AI polished. Not AI fabricated.
These notes are based primarily on the MIT 15.053 Dynamic Programming notes by Dimitris Bertsimas and John Tsitsiklis. The ideas and examples reflect my own study and understanding. AI was used to improve organization and presentation.
A Practical Framework for Dynamic Programming
Reference
This note is based primarily on:
- Dimitris Bertsimas and John Tsitsiklis, Introduction to Linear Optimization, Chapter 11: Dynamic Programming.
- MIT 15.053 Tutorial: Dynamic Programming.
Reference:
https://web.mit.edu/15.053/www/AMP-Chapter-11.pdf
Overview
Dynamic programming is an optimization strategy that transforms a complex problem into a sequence of simpler problems through a multistage procedure.
Rather than being a single algorithm, it provides a general framework applicable to many problem types. Solving a problem with dynamic programming often requires reformulating it so that it can be expressed in terms of stages, states, and transitions.
The fundamental idea is to solve a problem in stages and build toward an overall optimal solution.
Bellman’s Principle of Optimality
The central principle of dynamic programming is:
An optimal policy has the property that, whatever the initial state and decision are, the remaining decisions must constitute an optimal policy for the state resulting from the first decision.
An optimal solution therefore consists of optimal solutions to its remaining subproblems.
Stages
A problem is decomposed into a sequence of stages.
Stages may represent:
- Time periods
- Array indices
- Physical locations
- Items under consideration
Examples:
| Problem | Stage |
|---|---|
| House Robber | House index |
| Knapsack | Item index |
| Unique Paths | Grid cell |
| Coin Change | Amount |
| LIS | Current index |
State
The state is the minimum amount of information required to evaluate future decisions without needing to know how the process arrived there.
A state should satisfy the following properties.
Path Independence
Future decisions should not depend on the path used to reach the current state.
The state should summarize all relevant history.
Completeness
The state must contain enough information to evaluate future consequences.
Transition Linkage
The state must naturally evolve from one stage to the next through some transition function.
State and Value Function
In a dynamic programming table, the indices represent the state.

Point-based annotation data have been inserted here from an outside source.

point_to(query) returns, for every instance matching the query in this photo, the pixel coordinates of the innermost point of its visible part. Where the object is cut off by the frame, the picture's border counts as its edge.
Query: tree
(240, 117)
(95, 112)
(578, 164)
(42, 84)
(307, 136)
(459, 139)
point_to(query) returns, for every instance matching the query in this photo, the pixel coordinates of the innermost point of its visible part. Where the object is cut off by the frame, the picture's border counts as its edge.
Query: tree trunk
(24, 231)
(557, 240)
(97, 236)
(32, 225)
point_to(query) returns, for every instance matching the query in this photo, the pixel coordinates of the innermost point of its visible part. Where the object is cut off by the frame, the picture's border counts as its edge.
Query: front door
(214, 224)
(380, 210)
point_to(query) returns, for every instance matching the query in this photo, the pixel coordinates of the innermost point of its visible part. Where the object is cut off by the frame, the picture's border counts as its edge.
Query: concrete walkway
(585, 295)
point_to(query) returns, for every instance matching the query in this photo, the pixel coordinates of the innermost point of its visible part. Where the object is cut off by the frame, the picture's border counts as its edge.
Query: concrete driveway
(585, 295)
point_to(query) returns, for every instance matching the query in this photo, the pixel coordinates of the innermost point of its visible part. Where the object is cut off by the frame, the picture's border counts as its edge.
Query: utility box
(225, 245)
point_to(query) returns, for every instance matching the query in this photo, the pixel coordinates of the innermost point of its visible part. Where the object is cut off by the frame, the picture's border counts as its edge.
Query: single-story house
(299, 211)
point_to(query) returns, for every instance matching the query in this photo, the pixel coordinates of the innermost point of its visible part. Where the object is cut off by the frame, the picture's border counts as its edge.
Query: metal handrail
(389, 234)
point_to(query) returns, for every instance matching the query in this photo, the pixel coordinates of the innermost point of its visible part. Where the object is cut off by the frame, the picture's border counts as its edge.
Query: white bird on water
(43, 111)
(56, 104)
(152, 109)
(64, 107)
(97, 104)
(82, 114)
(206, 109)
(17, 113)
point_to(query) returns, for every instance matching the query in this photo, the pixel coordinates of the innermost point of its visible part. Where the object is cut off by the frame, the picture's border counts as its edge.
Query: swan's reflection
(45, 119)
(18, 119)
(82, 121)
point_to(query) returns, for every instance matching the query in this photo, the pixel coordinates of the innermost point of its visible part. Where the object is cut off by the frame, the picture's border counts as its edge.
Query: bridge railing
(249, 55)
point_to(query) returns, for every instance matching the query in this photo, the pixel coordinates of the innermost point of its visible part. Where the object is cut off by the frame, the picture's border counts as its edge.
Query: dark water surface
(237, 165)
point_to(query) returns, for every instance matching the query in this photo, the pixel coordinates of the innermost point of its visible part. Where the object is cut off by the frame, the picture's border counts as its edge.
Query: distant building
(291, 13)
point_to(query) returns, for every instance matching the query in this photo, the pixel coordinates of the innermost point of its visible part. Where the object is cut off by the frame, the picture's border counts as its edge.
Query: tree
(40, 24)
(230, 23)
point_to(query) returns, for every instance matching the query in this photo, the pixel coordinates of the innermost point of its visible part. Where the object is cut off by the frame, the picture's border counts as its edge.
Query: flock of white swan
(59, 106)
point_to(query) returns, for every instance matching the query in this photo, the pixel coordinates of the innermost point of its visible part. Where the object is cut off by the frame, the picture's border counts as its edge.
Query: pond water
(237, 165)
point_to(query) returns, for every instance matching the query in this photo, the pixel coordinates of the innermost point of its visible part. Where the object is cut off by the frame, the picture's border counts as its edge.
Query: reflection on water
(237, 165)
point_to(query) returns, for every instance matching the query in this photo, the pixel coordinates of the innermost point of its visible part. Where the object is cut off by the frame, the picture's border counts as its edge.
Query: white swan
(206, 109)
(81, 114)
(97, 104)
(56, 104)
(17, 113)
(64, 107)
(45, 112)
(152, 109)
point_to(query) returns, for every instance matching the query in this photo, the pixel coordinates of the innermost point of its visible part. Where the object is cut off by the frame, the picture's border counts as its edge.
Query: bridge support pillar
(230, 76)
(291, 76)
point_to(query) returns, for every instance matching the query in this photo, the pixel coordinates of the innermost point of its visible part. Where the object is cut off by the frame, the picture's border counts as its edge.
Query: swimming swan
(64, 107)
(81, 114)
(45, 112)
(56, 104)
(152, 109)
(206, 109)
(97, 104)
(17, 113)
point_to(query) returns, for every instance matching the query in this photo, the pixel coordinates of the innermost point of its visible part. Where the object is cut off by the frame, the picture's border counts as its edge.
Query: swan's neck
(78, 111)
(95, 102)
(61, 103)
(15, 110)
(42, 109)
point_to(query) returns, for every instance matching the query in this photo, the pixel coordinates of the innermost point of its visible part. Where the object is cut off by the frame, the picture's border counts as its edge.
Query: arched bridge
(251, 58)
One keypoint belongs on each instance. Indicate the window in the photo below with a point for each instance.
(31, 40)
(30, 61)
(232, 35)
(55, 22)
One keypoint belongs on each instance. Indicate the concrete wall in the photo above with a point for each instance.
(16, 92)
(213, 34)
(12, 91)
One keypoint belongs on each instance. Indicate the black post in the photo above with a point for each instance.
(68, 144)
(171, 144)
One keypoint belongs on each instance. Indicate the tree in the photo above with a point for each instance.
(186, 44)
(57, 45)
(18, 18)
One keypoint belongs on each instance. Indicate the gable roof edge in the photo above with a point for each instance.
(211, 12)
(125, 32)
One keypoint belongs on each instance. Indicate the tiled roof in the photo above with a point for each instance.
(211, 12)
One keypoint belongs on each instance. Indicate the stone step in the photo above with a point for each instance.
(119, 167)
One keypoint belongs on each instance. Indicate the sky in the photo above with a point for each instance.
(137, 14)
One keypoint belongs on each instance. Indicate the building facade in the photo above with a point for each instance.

The stored value represents the value function.
Examples:
House Robber
State:
i
Value:
Maximum money obtainable
Knapsack
State:
(item, capacity)
Value:
Maximum profit
Coin Change
State:
amount
Value:
Minimum number of coins
Patterns in States
Physical Location
Common in graph and path problems.
Examples:
- Current node
- Grid position
Resource Availability
Common in allocation problems.
Examples:
- Remaining capacity
- Remaining budget
Inventory Levels
Common in scheduling and logistics.
Examples:
- Current stock
- Remaining inventory
Cumulative Progress
Common in expansion problems.
Examples:
- Prefix length
- Amount completed
- Number of items processed
Transition Patterns
Transitions describe how a decision moves the process from one state to another.
Consumption Pattern
nextState = currentState - decision
Examples:
- Knapsack
- Coin Change
Balance Pattern
nextState = currentState + supply - demand
Examples:
- Inventory problems
- Production planning
Discrete Movement
nextState = currentState ± 1
Examples:
- Grid problems
- Path problems
Recursive Optimization
Dynamic programming connects the value of the current state to the value of future states.
General form:
Vn(sn) = max [ fn(dn, sn) + Vn-1(sn-1) ]
where:
snis the current state.dnis the decision.fnis the immediate reward.Vn-1is the value of the next stage.
Redundant State Variables
A state should contain only information that affects:
- Future decisions.
- Future rewards.
- State transitions.
Information that does not influence these factors is redundant.
House Robber
Poor state:
(index, robbedPrevious)
Simplified state:
index
Coin Change
Poor state:
(amount, coinsUsedSoFar)
Simplified state:
amount
LIS
Poor state:
(index, path)
Simplified state:
index
Forward and Backward Induction
Forward Induction
Forward induction starts from the initial state and proceeds toward the destination.
It is particularly useful when there is a fixed starting point and multiple possible destinations.
In deterministic problems, forward induction is often straightforward.
Backward Induction
Backward induction starts from the destination and works backward toward the origin.
It is especially important when uncertainty is present because future outcomes must be evaluated before decisions can be made optimally.
Backward induction forms the basis of:
- Markov Decision Processes
- Stochastic Dynamic Programming
- Reinforcement Learning
- Optimal Control
Deterministic versus Stochastic Problems
In deterministic problems, a decision leads to a known next state.
Both forward and backward induction are generally possible.
In stochastic problems, a decision leads to uncertain outcomes.
Backward induction becomes necessary because future values must be evaluated before making current decisions.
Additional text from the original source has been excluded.